Plans to hold Yemen peace talks have been pushed back to the end of the year, the United Nations has admitted, as fierce fighting over the strategic port city of Hodeidah has intensified.

The United States had set a deadline of 30 days for a ceasefire between Iran-backed Houthi rebels and a Saudi Arabia-led coalition, that have been warring over the country since 2015.

With the UN and UK, the US hoped talks would put an end to the ruinous war that has sparked the world’s worst humanitarian crisis, in terms of numbers, and which has pushed the impoverished country to the brink of famine.  

However, Farhan Haq, a spokesman for the UN, said late on Thursday the UN’s Yemen envoy will no longer aim to convene the country’s warring parties by the end the month, and will instead push for the end of the year.

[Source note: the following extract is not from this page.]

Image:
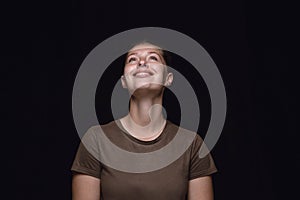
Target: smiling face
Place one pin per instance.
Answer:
(145, 69)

 “There’s always different challenges to bringing the parties together,” Mr Haq said. “What we’re trying to do is clear up any issues so that we can get a successful round of talks as soon as possible.”

Saudi Arabia and its Gulf allies have been bombing Yemen since the spring of 2015 and want to reinstate President Abedrabbo Mansour Hadi, who was ousted by the Houthis when they swept to control of the country in late 2014.

The fighting has left 23 million people – two-thirds of the population – relying on aid to survive, and could see as many as 13 million people die from famine, according to UN figures.

The last attempt to hold peace talks collapsed in September after just three days, when the Houthi delegation failed to attend.

Martin Griffiths, the UN envoy to Yemen due to brief the security council next week, said in a statement last week, he hoped to bring the parties to the negotiating table within a month.

But fighting around the strategic Red Sea city of Hodeidah has put an end to any hopes of negotiations.

More than 150 people have been killed and half a million have fled the area since the latest offensive on the port began. The UN warned this week the city’s main hospital al-Thawra was just metres from the front line, and starving children being treated there were at risk of being killed.

The Norwegian Refugee Council (NRC) said on Friday the city was at risk of being “obliterated” and labelled the lack of action from the UK and US “utterly unconscionable”. 

The NRC reported at least 18 civilians have been killed and another 17 injured by airstrikes, artillery shelling and landmines this week alone, following days of massive strikes and the shelling of farms, factories, trucks, houses and markets across the governorate.  

“The humanitarian cost of this war is almost $3 billion this year alone, but the cost to humanity completely inestimable,” the group said.

“Senseless attacks on civilians, evidence of a starving population, and desperate pleas from humanitarian witnesses, have done little more than elicit condolences from an international community that could have stepped on the brakes long ago. The lack of action from the United States and the United Kingdom, in particular, is utterly unconscionable,” it added.